All the flowers are popping out and the grass is green and growing fast.
Jesse and Margaret do a wonderful job of keeping the yard so pristine. Time will move slowly if you just relax in the hammock or sit in the new wicker swing that hangs from a pecan tree of this charming inn in North Carolina’s rural coastal plain.
The annual pilgrimage to Virginia Beach in search of the elusive heirloom white eggplants has been made. The Cook’s Garden is planted, so now we just pamper the seedlings and wait for the produce.
The sturdiest perennials like the peonies, tradescantia (spiderwort), ginger lilies, everlasting sunflowers, old garden phlox and the herbs are up and fighting for equal space in the garden.
Ginger lilies are just popping up, waiting to perfume the night air. And the red poppies of Georgia O’Keefe are blowing like the poppies of Flanders Fields.
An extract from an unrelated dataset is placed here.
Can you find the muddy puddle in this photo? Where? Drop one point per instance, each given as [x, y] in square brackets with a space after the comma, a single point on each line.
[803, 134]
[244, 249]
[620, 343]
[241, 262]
I miss my dad and my cousin Bobby G. in the spring. They both used the Old Farmer’s Almanac religiously. Even after my father died, I could call Bobby G. and ask him if it really was all right to plant potatoes on a certain day. And he would tell me. The planting is tied to the phases of the moon, and only on certain days do you plant root crops and different days for above ground crops.
So begins spring at
Big Mill… we just enjoy the outside, never forgetting to sip lemonade under the shade of the old pecan tree.